Author: Heather Wardell
Genre: Contemporary, Romance
Published: December 4th 2013
Publisher: Holly Leaf Press
Source: ARC via Netgalley
Angela has typical lottery-player plans: help friends and family, give more to charity, and escape her rut. But when she wins big, she faces angry relatives, her own unexpected greed, and a lawsuit from the person who put her in that rut. Almost nobody treats her normally, and they've got fifty million reasons not to.
She can buy anything she wants now, but can she buy the life she needs?
For most of us, winning a million dollar lottery is nothing but a dream, a nice little fantasy we like to entertain ourselves with only in our wildest daydreams. For Angela whose dream just became a reality, however, she quickly finds out that there's more to being a multi-millionaire than living extravagantly and buying private jets. While there are definitely some perks, there are surprisingly a lot of downsides in which Wardell is unafraid to explore.

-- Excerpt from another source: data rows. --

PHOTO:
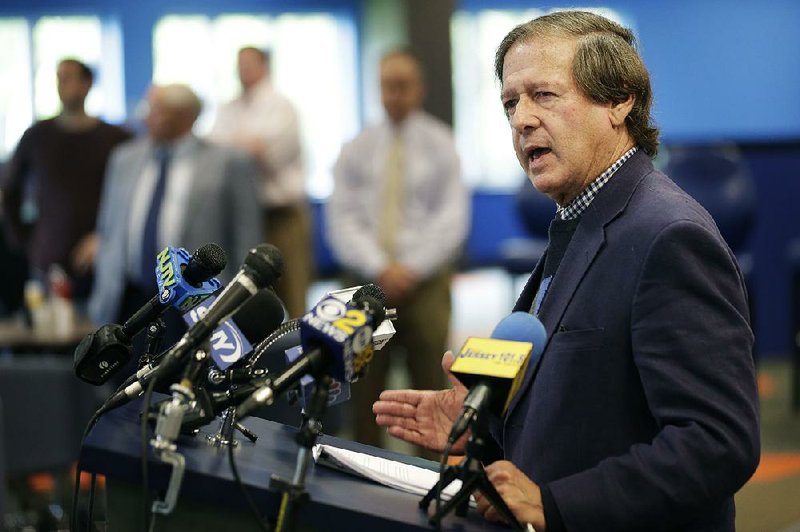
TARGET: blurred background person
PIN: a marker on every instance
(398, 217)
(265, 124)
(52, 185)
(169, 188)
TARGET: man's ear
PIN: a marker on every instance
(618, 112)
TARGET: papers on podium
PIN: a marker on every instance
(404, 477)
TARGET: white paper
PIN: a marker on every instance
(404, 477)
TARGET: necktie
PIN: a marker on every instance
(393, 192)
(149, 248)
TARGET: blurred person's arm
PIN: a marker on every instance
(13, 184)
(349, 219)
(447, 220)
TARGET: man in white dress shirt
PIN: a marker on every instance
(398, 217)
(265, 124)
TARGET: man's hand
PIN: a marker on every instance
(521, 495)
(423, 417)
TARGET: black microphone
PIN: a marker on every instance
(262, 266)
(256, 319)
(336, 339)
(493, 368)
(102, 353)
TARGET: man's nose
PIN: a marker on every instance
(525, 115)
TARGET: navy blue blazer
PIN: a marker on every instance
(642, 413)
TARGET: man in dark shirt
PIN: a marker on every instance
(51, 188)
(642, 411)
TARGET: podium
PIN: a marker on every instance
(211, 500)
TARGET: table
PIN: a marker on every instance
(209, 498)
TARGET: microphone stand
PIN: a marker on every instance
(473, 477)
(293, 492)
(155, 335)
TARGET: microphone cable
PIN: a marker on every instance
(245, 492)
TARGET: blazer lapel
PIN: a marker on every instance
(588, 240)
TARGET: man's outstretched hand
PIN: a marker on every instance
(423, 417)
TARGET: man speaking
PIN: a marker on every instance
(642, 411)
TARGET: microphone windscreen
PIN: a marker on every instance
(522, 327)
(265, 263)
(259, 316)
(209, 260)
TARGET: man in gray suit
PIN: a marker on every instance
(169, 188)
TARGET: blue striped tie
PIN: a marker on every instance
(150, 234)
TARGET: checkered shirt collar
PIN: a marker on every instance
(576, 207)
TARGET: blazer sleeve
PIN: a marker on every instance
(692, 347)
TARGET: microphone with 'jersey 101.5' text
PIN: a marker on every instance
(493, 368)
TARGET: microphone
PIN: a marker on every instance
(287, 336)
(183, 282)
(337, 340)
(262, 266)
(256, 318)
(493, 368)
(259, 317)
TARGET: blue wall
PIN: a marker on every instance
(722, 70)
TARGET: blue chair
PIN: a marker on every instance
(718, 178)
(535, 210)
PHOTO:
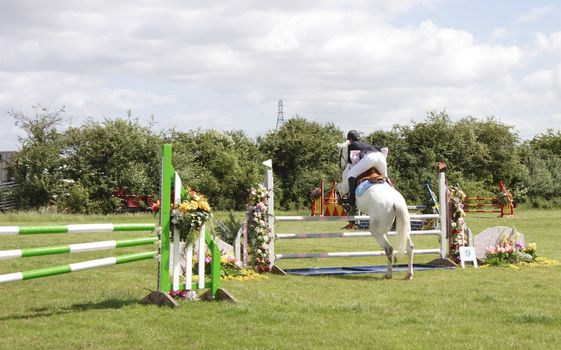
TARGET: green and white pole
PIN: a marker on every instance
(82, 228)
(75, 248)
(84, 265)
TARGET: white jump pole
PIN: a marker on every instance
(271, 210)
(176, 243)
(202, 254)
(443, 213)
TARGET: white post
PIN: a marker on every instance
(202, 254)
(238, 247)
(176, 244)
(189, 267)
(443, 214)
(271, 210)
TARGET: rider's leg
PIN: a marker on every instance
(352, 191)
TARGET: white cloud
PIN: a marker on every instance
(225, 65)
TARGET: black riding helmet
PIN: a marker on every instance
(353, 135)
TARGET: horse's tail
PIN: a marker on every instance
(402, 226)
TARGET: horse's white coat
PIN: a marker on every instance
(383, 204)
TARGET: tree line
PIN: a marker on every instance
(78, 169)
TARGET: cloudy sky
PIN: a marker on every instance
(226, 64)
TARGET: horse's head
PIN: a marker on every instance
(344, 165)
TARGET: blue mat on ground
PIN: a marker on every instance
(353, 270)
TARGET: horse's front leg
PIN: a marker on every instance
(385, 244)
(409, 275)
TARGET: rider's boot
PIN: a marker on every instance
(352, 193)
(390, 182)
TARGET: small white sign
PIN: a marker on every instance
(468, 254)
(268, 163)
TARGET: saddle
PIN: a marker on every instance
(371, 175)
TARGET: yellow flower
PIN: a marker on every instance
(184, 207)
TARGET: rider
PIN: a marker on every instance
(364, 156)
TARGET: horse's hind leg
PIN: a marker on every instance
(384, 243)
(409, 275)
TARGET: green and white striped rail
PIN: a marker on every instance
(75, 248)
(81, 228)
(84, 265)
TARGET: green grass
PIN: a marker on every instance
(472, 308)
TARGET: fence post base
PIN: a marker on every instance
(221, 294)
(160, 299)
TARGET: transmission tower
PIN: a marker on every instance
(280, 117)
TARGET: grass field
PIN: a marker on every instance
(98, 309)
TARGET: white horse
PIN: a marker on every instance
(383, 204)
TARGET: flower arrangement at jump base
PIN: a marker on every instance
(258, 228)
(190, 215)
(509, 251)
(458, 235)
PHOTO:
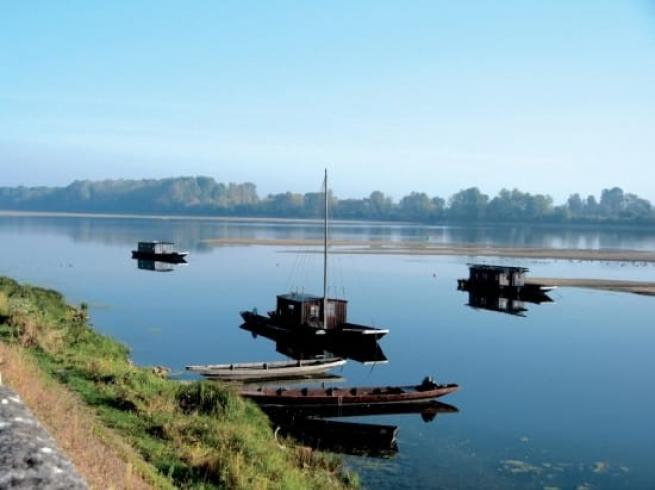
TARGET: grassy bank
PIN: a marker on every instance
(198, 435)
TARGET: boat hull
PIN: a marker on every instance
(348, 332)
(362, 397)
(175, 257)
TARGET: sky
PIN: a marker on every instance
(434, 96)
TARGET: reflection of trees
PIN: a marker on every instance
(189, 234)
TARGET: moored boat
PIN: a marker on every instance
(362, 396)
(268, 370)
(159, 251)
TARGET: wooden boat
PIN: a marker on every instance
(308, 316)
(343, 437)
(507, 281)
(366, 396)
(268, 370)
(427, 409)
(159, 251)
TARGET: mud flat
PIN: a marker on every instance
(369, 247)
(637, 287)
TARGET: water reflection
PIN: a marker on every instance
(317, 428)
(157, 265)
(192, 233)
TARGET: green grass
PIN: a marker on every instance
(197, 435)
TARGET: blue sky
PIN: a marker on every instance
(552, 97)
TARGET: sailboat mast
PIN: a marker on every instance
(325, 256)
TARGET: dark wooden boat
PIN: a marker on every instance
(427, 409)
(308, 316)
(356, 396)
(267, 370)
(158, 251)
(506, 281)
(364, 350)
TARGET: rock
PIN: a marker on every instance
(29, 457)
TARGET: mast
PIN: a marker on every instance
(325, 255)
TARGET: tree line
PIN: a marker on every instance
(205, 196)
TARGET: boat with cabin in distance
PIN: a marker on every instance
(302, 368)
(356, 396)
(158, 251)
(309, 316)
(508, 281)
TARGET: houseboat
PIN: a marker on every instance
(158, 251)
(508, 281)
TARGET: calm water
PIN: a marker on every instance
(561, 398)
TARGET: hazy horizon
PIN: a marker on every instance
(432, 97)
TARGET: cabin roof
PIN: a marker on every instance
(306, 298)
(497, 268)
(299, 297)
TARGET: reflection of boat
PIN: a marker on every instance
(495, 302)
(363, 396)
(159, 251)
(309, 426)
(366, 350)
(308, 316)
(345, 437)
(268, 370)
(154, 265)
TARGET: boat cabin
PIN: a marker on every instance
(156, 247)
(496, 276)
(296, 309)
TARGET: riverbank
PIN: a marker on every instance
(162, 434)
(373, 247)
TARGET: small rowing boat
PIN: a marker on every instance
(268, 370)
(356, 396)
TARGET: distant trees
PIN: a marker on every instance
(205, 196)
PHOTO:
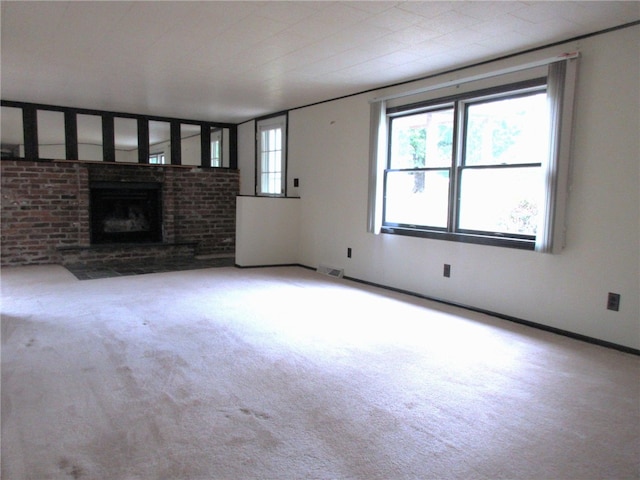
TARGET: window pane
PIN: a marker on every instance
(500, 200)
(417, 198)
(423, 140)
(51, 136)
(507, 131)
(89, 137)
(12, 132)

I spotted another group just beginning their walk, taking tiny steps like we had, and realized we were now walking as smoothly as the previous group had been. Amazing how quickly humans get used to crazy situations.
This is the first book I've read by Heather Wardell but I can already tell she excels in character writing. We've all read a book where at least one character seems to lack any personality and whose only purpose seem to be for (bad) things to happen to them and then to be forgotten. You'll find no such character in Fifty Million Reasons. Instead, you'll find characters that you'll remember for their emotions, their motives, and their view in life. Aside from Angela, who I will talk more about later, the people I enjoyed reading about the most was Claudia, John, and Zack. Claudia is Angela's best friend and her struggles with trying to have a baby had me crossing my fingers and hoping the best for her. John's stubbornness really made me want to punch him and hug him at the same time. Zack is a precious kid who is sometimes too wise for his age, but if I had a kid who grew up to be like him, I would be so proud. So much time and effort has obviously been put into writing these characters, you can't help but easily connect with them and wish the best for them.
Angela, herself, is a genuine, generous protagonist who I found very difficult not to like. The only hitch in her characterization for me was her hangup on a relationship that ended nine years ago. I know "first loves" and "the one that got away" aren't easy to forget, but nine of years of wondering how your life would've been different if you were still with that person seems a bit excessive. Still, I liked how Angela's view on this managed to change throughout the story and was a nice indicator how much character growth she went through in just six months. As someone who is also afraid of change, Angela's fear that the money might have changed her and her relationships with others really resonated with me. Being privy to her thought processes as she slowly learns to accept those changes and start to balance her life only made me empathize with her even more.
This book will surely stop and make you reflect on your life, if even for the shortest of moments. Yet the book never, for one moment, gets preachy. Wardell doesn't tell the reader what is wrong or what is right. Instead, each character must try to find the solutions to their problems that best suited their own individual ethical code. In that process, the readers also end up pondering the same questions as the characters. If you won the lottery, how do you determine among your family, friends, and loved ones who gets what? How much is too much and too little during birthdays and holidays? What would you do if your relationships with the people closest to you changed because of money? If someone you knew won the lottery, would you ask them for money? If they offered it even when you didn't ask, would you accept it? When I thought about those questions, I couldn't help but be just a little more devoted to the characters and their stories and hoping that there was a happy ending for all.
The ending did manage to wrap up Angela's experience as a multi-millionaire extremely well. Although some might see it as predictable, I still found it satisfying while staying true to their characters. Overall, I would definitely recommend to anyone looking for a light, refreshing read that just leaves you with a warm feeling and rosy cheeks in the end.